Now, most [Ff]ree software in this world is tested in a "ship it to the users and see if they break it" kind of way, assuming of course the developers don't just adopt a "it compiles, ship/commit it" methodology.
This produces the kind of stability we've come to know and love. There's a cute KDE Krash Wizard thing. GNOME has something similar - Bug Buddy, I think it's called.
Every option, every checkbox and every slider produces a codepath that needs testing - and not just unit testing, but integration testing. KDE's configurability has brought it to the point of essential untestability - and this is borne out by observing the number of times the KDE Krash Kollektor pops up - in my recent (KDE 3.4 for a week) experiment, I saw it daily, reporting Krashes for all sorts of things; I mean, the panel (inexplicably called "kicker") had a very wobbly afternoon.
If you're an extremist, every configuration option represents a design decision that was shirked by the application designer.
Take a simple thing. OS X buttons. You can make them Aqua (pretty colours) or Graphite (grey). Why does Graphite exist? Is this a design decision that is shirked? Well, sort of. Graphite exists because you can't have spangly buttons in spangly colours if you're trying to do subtle colour work (if you're a professional designer or artist).
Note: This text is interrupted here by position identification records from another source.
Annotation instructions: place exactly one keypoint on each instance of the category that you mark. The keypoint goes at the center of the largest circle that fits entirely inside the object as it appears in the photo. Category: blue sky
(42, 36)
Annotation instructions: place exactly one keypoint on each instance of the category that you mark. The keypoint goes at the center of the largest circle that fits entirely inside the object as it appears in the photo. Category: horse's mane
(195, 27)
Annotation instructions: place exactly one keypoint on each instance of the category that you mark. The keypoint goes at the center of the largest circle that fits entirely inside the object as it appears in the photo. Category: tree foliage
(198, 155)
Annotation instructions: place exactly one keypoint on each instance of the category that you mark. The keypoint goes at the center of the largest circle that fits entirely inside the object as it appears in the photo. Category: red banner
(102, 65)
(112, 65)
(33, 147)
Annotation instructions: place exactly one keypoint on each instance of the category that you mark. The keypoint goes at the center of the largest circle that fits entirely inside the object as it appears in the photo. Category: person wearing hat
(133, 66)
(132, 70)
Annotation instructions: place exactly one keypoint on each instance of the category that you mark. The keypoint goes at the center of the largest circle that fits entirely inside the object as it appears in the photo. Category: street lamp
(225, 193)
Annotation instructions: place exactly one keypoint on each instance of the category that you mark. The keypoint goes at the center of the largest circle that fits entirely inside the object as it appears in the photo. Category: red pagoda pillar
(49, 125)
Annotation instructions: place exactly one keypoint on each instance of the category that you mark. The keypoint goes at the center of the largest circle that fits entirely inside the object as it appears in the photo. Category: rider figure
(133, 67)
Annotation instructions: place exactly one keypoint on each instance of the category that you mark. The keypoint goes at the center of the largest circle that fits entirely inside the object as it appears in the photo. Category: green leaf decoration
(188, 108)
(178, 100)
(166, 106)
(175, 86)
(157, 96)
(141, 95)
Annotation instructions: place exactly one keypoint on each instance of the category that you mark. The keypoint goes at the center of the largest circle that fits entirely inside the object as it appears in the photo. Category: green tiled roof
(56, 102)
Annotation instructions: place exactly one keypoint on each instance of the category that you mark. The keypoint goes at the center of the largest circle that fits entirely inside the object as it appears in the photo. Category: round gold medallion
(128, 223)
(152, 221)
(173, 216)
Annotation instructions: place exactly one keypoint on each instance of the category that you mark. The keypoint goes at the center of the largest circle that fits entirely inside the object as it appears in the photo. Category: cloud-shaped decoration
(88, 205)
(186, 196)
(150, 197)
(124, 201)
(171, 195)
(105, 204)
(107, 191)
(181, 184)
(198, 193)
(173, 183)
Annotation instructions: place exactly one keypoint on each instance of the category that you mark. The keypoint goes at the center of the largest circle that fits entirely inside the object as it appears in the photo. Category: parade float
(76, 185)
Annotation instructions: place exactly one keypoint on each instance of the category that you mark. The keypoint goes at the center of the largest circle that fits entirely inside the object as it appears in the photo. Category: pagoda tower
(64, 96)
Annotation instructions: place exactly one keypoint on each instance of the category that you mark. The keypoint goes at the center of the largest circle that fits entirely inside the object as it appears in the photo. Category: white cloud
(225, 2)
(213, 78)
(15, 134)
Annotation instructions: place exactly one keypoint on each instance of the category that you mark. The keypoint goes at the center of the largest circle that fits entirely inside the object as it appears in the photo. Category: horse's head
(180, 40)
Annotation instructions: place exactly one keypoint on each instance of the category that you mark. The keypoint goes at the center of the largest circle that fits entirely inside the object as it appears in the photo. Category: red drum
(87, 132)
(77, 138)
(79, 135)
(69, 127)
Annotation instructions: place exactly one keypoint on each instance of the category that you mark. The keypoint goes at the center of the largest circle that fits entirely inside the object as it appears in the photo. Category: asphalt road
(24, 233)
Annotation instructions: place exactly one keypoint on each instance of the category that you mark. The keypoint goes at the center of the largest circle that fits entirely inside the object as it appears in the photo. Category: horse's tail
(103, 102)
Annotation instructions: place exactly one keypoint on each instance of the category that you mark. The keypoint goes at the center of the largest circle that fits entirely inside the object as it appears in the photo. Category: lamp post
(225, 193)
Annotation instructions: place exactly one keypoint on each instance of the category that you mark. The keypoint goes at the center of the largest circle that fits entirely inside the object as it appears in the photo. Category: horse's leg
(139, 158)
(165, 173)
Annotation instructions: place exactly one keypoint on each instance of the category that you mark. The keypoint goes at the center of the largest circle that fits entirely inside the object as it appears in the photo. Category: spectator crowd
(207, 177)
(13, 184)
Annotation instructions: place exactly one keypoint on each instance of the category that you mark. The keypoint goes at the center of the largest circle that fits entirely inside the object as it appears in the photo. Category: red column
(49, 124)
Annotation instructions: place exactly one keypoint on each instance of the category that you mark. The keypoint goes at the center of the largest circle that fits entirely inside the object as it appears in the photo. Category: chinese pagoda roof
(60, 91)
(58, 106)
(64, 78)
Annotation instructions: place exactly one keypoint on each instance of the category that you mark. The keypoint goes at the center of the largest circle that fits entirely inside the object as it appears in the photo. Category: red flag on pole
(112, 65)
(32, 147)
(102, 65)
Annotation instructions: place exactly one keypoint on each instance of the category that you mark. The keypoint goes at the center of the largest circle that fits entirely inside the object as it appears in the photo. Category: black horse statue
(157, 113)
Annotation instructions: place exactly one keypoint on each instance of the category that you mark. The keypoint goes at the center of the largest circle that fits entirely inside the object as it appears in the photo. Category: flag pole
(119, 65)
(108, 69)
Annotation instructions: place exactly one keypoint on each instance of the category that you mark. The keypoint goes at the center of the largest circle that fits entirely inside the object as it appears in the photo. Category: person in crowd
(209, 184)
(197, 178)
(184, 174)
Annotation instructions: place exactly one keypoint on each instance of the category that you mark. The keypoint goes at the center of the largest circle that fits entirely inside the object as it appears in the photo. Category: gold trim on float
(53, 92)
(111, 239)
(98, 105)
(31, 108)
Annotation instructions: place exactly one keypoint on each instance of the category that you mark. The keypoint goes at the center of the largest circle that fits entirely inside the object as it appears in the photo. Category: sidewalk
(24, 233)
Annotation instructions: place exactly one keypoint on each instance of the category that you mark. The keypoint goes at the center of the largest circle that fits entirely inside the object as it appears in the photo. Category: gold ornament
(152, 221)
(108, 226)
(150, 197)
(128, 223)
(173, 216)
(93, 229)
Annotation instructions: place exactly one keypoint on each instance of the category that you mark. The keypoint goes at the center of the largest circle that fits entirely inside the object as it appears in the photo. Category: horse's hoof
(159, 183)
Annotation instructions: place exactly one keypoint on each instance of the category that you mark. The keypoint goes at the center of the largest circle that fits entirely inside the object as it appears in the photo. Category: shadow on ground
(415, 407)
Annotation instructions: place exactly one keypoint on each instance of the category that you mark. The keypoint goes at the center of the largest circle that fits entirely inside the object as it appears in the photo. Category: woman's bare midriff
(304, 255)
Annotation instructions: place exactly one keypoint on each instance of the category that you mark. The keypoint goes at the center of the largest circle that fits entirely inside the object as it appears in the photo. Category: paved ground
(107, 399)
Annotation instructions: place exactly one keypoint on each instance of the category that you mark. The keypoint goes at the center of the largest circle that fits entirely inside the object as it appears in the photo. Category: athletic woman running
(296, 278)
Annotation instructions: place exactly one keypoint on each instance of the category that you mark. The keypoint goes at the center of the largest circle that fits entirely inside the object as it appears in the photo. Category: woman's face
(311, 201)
The purist in me says "Well, make them graphite all the time, then, and never mind having spangly things. Don't you people have work to do?"
The realist says "OK, give people the choice, but keep it simple; spangly or not-spangly. This provides the sensible limit on what we've got to test."
In KDE, I can not only change my buttons, but their colour, contrast, style, window style. And in the window style, I can move my buttons around (depending on whether the window style them supports this). With my software testing hat on, there's corner cases and whatnot all over this, but you can bet your arse it's been tested on the "well, no-one's filed a bug on it so it must be perfick" approach.
(The snark in me observes that of all the themes and styles and stuff shipped with KDE, there's not a single one that doesn't look like arse, but that's just me).
We've talked an awful lot about usability, but software that stays up is more usable than software that's just shown you the KDE Krash Kollector or the GNOME buG Buddy.
GNOME 2.10 crashes less than KDE on the same linux distro (Ubuntu) than KDE 3.4.